Research by NITMB Affiliate Member Alexandria Volkening awarded Outstanding Paper Prize for 2025 by The Company of Biologists
- NITMB
- 6 hours ago
- 2 min read
Research co-authored by NITMB Affiliate Member Alexandria Volkening (assistant professor of mathematics and (by courtesty) biomedical engineering at Purdue University) was recently awarded the Outstanding Paper Prize for 2025 by The Company of Biologists. Over 200 papers published in Development were eligible for the Outstanding Paper Prize. Papers that win the Outstanding Paper Prize showcase the best in contemporary developmental biology by revealing interesting insights and concepts or advancing new technologies.

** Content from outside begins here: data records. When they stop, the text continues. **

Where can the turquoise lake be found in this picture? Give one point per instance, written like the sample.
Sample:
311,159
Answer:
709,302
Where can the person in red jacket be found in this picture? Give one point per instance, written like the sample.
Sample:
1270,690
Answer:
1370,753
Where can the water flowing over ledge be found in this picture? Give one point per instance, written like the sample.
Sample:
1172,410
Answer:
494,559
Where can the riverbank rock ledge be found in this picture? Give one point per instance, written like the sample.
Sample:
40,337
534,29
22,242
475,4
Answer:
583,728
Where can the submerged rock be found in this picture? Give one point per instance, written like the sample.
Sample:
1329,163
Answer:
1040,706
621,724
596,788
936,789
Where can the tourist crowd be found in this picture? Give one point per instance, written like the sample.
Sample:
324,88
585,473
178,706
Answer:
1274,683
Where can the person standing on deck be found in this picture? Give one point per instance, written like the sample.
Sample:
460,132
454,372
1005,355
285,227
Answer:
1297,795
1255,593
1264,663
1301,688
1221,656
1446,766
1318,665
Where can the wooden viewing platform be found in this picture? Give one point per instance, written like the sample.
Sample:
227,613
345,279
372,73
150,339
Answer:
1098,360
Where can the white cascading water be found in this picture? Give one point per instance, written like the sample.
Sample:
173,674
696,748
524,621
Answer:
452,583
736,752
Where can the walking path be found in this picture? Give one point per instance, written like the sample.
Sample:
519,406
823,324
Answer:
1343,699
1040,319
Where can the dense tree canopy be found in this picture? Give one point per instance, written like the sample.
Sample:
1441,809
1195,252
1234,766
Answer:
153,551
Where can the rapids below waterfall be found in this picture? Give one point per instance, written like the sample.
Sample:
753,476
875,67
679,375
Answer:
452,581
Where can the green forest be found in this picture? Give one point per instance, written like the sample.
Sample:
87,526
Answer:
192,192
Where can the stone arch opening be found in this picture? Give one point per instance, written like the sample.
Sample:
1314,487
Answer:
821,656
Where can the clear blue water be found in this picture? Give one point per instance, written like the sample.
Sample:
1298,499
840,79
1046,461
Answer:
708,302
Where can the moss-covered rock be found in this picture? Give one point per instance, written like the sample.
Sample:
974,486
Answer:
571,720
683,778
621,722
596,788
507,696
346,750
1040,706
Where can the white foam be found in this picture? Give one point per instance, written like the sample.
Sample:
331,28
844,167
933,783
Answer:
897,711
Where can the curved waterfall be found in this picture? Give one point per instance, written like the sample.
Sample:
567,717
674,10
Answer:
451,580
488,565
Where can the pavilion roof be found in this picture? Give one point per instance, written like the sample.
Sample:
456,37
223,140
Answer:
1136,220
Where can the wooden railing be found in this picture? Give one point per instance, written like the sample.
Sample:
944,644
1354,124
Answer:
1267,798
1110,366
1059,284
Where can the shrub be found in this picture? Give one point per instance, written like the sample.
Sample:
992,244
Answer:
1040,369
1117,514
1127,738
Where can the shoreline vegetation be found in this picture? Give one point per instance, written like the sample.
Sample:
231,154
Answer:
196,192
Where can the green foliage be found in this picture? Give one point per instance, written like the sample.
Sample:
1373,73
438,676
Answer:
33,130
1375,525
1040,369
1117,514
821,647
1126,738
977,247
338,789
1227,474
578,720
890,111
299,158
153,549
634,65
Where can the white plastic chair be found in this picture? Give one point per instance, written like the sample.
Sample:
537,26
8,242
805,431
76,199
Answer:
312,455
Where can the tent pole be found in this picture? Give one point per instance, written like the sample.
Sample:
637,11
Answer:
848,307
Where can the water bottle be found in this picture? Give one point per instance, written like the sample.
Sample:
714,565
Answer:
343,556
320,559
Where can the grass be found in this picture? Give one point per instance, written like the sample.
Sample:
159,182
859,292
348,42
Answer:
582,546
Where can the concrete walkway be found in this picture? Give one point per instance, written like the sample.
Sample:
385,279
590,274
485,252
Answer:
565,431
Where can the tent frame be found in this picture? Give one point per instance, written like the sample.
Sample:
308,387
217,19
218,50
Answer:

Congratulations to Professor Volkening and colleagues! More information on the winning paper, and a link to Volkening's interview with The Company of Biologists, is available below:
Paper Title: Single cell-derived multicellular meristem: insights into male-to-hermaphrodite conversion and de novo meristem formation in Ceratopteris
Abstract: Land plants alternate between asexual sporophytes and sexual gametophytes. Unlike seed plants, ferns develop free-living gametophytes. Gametophytes of the model fern Ceratopteris exhibit two sex types: hermaphrodites with pluripotent meristems and males lacking meristems. In the absence of the pheromone antheridiogen, males convert to hermaphrodites by forming de novo meristems, although the mechanisms remain unclear. Using long-term time-lapse imaging and computational analyses, we captured male-to-hermaphrodite conversion at single-cell resolution and reconstructed the lineage and division atlas of newly formed meristems. Lineage tracing revealed that the de novo-formed meristem originates from a single non-antheridium cell: the meristem progenitor cell (MPC). During conversion, the MPC lineage showed increased mitotic activity, with marginal cells proliferating faster than inner cells. A mathematical model suggested that stochastic variation in cell division, combined with strong inhibitory signals from dividing marginal cells, is sufficient to explain gametophyte dynamics. Experimental disruption of division timing agreed with the model, showing that precise cell cycle progression is essential for MPC establishment and sex-type conversion. These findings reveal cellular mechanisms governing sex conversion and de novo meristem formation in land plants.